SSM Session Manager: Shell access to EC2 with no SSH keys, no port 22 open, no bastion host. IAM-authenticated. All sessions logged. Use instead of SSH for production access. Also: SSM Run Command (run commands on fleets), Patch Manager, Parameter Store.

SQS: Queue. Standard (unlimited throughput, at-least-once, ~ordered) vs FIFO (3K/s, exactly-once, strictly ordered). Visibility timeout = how long message hidden during processing. DLQ = captures failed messages after N retries. Long polling = 20s wait reduces empty responses.
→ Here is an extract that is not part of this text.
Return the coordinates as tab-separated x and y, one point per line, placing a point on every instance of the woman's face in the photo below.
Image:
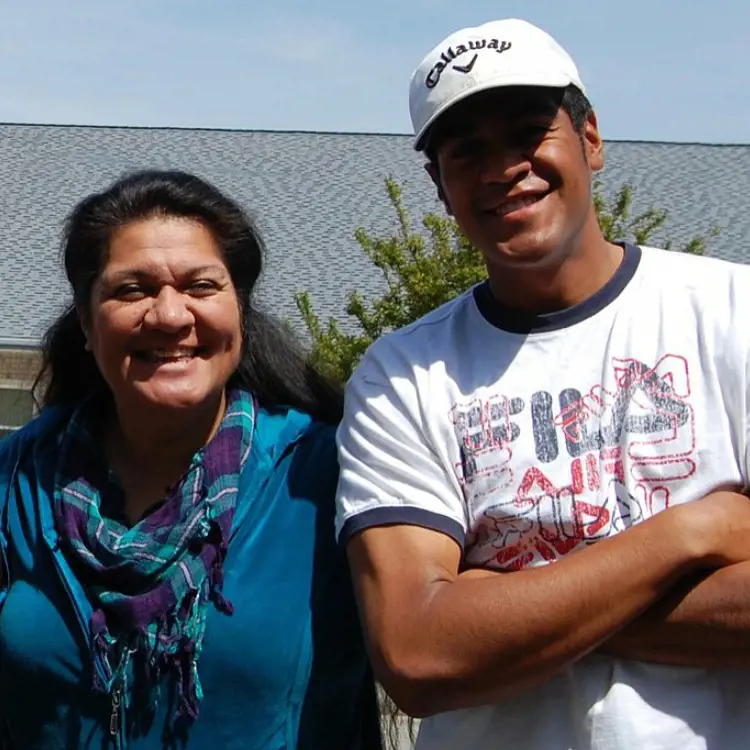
164	320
SNS: Pub/Sub. One topic → many subscribers (SQS, Lambda, HTTP, Email, SMS). SNS→SQS fan-out pattern: SNS fans to multiple SQS queues, each with independent consumer. Durable (SQS buffers if consumer is down).

Kinesis Data Streams: Real-time streaming. Records retained 1-365 days. Multiple consumers can re-read (unlike SQS — consumed once). Ordered per shard. 1MB/s write per shard. Kinesis Firehose: Managed delivery to S3/Redshift/ES — no consumer code needed.

SQS vs SNS vs Kinesis: SQS = job queue (consume once, delete). SNS = fan-out notifications (no retention). Kinesis = real-time stream (replay, multiple consumers, time-ordered). Pick based on pattern: task processing → SQS, event notifications → SNS, real-time analytics → Kinesis.

Azure Application Insights: Full APM (request rates, errors, response times, user sessions) — no native AWS equivalent (use X-Ray + custom CloudWatch). Azure Event Hubs: Kafka-compatible streaming, like Kinesis but with Kafka API support. GCP Cloud Pub/Sub: SQS + SNS combined in one service.